I just wanna be quiet. I wanna say nothing. I wanna lie here and be still. I wanna wrap my brain around this moment. This nothing moment. I wanna listen to the trains go by. Do you have trains that go by where you live? Do you listen? Do you know that there is always a message in the whistle of a train? I wanna stare at my face in the mirror. And love that woman. Ain't she so pretty? Don't she love so free? Don't she know who she is by now? I just wanna write. I just wanna tell stories. Stories about babies and ghosts. My grandmama saw ghosts. Did you ever see one? I did. I saw a ghost. We talked with our eyes and then he was gone.
I wanna tell stories. About water. About drowning in all these dreams. I wanna write stories about pictures that come to me in the middle of the night. About words yammering in my head the day long. I wanna sing songs. Songs about freedom and walking free so easy on the streets under the stars.
I wanna ask questions. Questions about hate and why. I wanna ask why we so scared of our own fool selves we hate our sisters. Hate our brothers. I wanna know all this why there is to know. All the wise there is to know.

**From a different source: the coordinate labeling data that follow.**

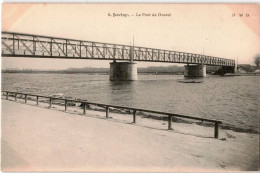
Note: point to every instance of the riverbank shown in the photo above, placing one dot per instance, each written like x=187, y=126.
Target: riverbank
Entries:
x=40, y=139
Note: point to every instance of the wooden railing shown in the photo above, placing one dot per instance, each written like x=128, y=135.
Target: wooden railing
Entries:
x=107, y=106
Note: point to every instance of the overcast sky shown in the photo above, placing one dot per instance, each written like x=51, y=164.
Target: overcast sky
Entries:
x=216, y=30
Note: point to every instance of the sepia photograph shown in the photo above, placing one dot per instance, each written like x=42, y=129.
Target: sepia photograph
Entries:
x=130, y=87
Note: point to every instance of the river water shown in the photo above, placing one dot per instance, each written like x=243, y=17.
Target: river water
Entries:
x=233, y=100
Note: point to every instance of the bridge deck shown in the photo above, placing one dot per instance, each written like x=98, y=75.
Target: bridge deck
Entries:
x=27, y=45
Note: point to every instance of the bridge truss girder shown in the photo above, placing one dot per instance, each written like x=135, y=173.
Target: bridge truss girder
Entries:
x=27, y=45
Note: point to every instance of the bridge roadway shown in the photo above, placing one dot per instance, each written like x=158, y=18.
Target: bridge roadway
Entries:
x=28, y=45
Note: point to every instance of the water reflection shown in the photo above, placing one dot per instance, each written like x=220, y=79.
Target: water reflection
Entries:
x=126, y=88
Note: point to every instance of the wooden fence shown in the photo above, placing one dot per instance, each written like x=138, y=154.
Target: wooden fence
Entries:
x=107, y=106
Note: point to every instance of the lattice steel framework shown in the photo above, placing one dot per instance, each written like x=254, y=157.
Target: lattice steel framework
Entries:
x=27, y=45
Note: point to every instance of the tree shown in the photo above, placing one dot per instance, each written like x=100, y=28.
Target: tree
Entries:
x=257, y=60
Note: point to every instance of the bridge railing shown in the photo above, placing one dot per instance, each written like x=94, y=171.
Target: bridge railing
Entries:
x=27, y=45
x=108, y=106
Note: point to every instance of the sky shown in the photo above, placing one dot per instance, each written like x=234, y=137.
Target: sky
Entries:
x=213, y=29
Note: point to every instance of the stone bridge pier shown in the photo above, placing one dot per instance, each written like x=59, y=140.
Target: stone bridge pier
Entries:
x=123, y=71
x=194, y=71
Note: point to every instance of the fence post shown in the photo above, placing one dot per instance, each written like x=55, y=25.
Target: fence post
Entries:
x=84, y=108
x=50, y=102
x=66, y=104
x=107, y=112
x=25, y=98
x=134, y=116
x=170, y=122
x=37, y=100
x=216, y=130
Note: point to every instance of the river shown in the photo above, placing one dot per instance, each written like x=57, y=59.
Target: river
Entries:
x=233, y=100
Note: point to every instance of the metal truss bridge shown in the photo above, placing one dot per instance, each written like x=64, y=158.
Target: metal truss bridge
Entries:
x=28, y=45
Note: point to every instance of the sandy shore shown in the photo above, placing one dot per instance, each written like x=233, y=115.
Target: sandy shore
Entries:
x=41, y=139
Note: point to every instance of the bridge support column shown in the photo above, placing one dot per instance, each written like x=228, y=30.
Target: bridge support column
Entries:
x=195, y=71
x=123, y=71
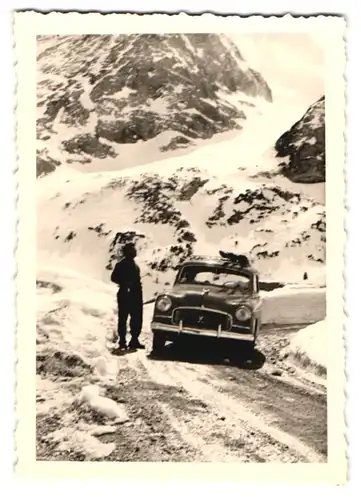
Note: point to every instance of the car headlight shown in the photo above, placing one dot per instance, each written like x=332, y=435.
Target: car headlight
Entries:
x=243, y=313
x=164, y=304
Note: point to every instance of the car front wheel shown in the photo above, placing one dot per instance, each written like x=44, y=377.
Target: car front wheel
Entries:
x=159, y=339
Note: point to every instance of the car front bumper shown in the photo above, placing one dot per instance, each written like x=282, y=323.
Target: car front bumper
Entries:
x=174, y=331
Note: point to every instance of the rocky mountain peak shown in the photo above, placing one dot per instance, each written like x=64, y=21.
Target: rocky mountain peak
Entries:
x=95, y=92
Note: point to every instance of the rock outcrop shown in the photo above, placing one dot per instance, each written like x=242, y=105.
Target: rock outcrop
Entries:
x=303, y=146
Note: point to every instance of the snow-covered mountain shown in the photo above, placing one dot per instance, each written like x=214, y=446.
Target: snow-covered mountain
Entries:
x=304, y=146
x=232, y=194
x=95, y=93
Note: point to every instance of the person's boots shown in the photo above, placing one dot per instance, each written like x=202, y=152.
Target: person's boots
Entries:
x=135, y=344
x=122, y=343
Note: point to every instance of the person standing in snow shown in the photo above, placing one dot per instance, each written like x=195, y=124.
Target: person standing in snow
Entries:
x=126, y=274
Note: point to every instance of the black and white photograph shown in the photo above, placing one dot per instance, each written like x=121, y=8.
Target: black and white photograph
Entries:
x=182, y=278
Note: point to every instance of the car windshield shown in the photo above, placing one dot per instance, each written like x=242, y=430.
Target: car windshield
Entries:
x=215, y=276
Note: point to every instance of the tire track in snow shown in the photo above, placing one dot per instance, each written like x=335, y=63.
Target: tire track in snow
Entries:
x=270, y=443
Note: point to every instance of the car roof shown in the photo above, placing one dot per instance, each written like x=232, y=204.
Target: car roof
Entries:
x=217, y=261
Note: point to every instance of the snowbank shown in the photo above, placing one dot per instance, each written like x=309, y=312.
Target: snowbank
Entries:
x=294, y=305
x=308, y=347
x=76, y=317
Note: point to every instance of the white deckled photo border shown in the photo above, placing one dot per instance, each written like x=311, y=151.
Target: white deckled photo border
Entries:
x=331, y=29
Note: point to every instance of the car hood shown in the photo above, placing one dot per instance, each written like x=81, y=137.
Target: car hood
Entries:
x=214, y=298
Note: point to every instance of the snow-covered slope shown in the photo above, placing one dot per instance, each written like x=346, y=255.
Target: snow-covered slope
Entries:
x=96, y=94
x=173, y=208
x=227, y=194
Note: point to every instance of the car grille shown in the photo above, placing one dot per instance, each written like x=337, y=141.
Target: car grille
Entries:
x=202, y=319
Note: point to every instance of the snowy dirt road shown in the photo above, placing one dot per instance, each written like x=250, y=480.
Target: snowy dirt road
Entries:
x=192, y=405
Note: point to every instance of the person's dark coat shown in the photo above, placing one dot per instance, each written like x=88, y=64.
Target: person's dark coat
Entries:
x=126, y=275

Wanna read. Read all the tall tales ever been told. All the bold things ever been said. I wanna grow. Tall up to Orion. Reach way past the sky. I wanna come back down to earth. Listen to God as God speaks. On some riverbank far away from folks and evil. I wanna listen to God call the sun to wake. Watch the squirrels run so fast and play.
Then sleep. Don't sleep sound so good? Just close my eyes. Close my eyes. And open them way above.